- Film poster
- Spanish: ¿Quién mató a Bambi?
- Directed by: Santi Amodeo
- Screenplay by: Santi Amodeo
- Based on: Matando cabos by Tony Dalton, Alejandro Lozano, and Kristoff Raczyñski
- Produced by: Joaquín Padró; Mar Targarona;
- Starring: Quim Gutiérrez; Julián Villagrán; Enrico Vecchi; Clara Lago; Úrsula Corberó; Ernesto Alterio;
- Cinematography: Álex Catalán
- Edited by: Joan Manel Vilaseca
- Music by: Enrique de Justo; Santi Amodeo;
- Production companies: Quién Mató a Bambi AIE; Rodar y Rodar y Rodar;
- Distributed by: Sony Pictures Releasing España
- Release date: 15 November 2013;
- Running time: 86 minutes
- Country: Spain
- Language: Spanish
- Box office: €851,988

= Who Killed Bambi? (2013 film) =

Who Killed Bambi? (¿Quién mató a Bambi?) is a 2013 Spanish comedy film written and directed by Santi Amodeo, which stars Quim Gutiérrez, Julián Villagrán, Enrico Vecchi, Clara Lago, Úrsula Corberó, and Ernesto Alterio.
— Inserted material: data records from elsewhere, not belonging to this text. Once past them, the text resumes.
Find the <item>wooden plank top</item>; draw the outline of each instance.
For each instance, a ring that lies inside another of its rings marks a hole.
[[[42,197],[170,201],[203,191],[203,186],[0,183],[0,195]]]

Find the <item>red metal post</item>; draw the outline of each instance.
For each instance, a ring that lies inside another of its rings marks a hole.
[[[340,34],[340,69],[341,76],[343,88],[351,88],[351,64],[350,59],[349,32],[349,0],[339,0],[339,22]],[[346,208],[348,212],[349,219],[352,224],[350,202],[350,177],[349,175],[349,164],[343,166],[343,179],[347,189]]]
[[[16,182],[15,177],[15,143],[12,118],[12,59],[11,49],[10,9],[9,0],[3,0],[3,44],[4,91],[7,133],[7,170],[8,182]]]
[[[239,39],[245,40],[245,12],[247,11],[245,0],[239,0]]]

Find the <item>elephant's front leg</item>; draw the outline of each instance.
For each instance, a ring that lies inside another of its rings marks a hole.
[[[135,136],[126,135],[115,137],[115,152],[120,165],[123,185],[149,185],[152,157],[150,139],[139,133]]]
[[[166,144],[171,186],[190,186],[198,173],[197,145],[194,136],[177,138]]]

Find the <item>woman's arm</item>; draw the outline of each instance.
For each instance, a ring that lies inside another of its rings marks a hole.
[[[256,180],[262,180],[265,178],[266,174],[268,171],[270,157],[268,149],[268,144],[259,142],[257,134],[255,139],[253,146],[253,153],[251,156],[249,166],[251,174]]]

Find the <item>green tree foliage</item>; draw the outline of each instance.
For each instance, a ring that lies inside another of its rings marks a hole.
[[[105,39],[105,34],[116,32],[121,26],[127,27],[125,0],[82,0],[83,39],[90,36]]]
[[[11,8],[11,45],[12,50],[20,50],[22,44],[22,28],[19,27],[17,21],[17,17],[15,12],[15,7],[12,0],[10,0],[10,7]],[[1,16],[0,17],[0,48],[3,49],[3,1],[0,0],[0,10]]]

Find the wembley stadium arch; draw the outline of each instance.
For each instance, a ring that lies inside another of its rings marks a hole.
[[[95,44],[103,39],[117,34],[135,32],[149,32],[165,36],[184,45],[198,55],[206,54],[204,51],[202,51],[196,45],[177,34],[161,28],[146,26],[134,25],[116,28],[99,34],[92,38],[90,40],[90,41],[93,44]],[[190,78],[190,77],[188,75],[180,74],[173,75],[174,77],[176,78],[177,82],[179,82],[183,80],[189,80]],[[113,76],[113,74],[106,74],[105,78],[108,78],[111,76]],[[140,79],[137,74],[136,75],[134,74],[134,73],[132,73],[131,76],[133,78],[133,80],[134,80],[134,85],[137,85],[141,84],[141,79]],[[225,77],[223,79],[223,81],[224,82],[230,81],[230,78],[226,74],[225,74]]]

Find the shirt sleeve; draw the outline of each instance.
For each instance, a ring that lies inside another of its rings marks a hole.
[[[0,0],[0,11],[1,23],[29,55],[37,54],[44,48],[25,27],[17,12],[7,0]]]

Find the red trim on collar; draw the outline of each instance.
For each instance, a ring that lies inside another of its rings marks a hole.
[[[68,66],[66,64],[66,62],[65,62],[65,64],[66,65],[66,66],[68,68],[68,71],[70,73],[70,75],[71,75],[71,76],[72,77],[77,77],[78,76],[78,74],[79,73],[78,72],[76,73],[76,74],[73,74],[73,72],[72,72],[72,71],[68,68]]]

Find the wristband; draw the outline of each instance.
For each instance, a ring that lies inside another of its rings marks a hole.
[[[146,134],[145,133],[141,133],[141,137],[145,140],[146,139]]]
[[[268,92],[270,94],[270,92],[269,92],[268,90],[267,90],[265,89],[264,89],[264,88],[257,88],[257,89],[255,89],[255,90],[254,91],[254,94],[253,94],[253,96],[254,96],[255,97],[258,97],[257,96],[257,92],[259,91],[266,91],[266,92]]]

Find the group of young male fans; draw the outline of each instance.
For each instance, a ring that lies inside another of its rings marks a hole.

It is a remake of the 2004 Mexican film Matando cabos.

==Plot==
The fiction takes place in Seville. Two young friends live an unusual adventure: they have to find the way in which the President of the company where they work (and father-in-law of one of the two), returns safe and sound home by strange circumstances. He is found half-naked locked in the trunk of his car. At the same time, a businessman drowning in debt and his partner attempt to carry out an express kidnapping, although, by a series of unfortunate coincidences, they end up sequestering their father by mistake. From there, the problems just begin.

==Production ==
The film is a remake of the 2004 Mexican film Matando cabos. It is a Quién Mató a Bambi AIE and Rodar y Rodar (Mar Targarona and Joaquín Padró) production, with the participation of TVE, AXN, and TVC. It boasted a budget of around €2.5 million. Filming began in Seville on 4 February 2013.

== Release ==
Distributed by Sony Pictures, the film was theatrically released in Spain on 15 November 2013.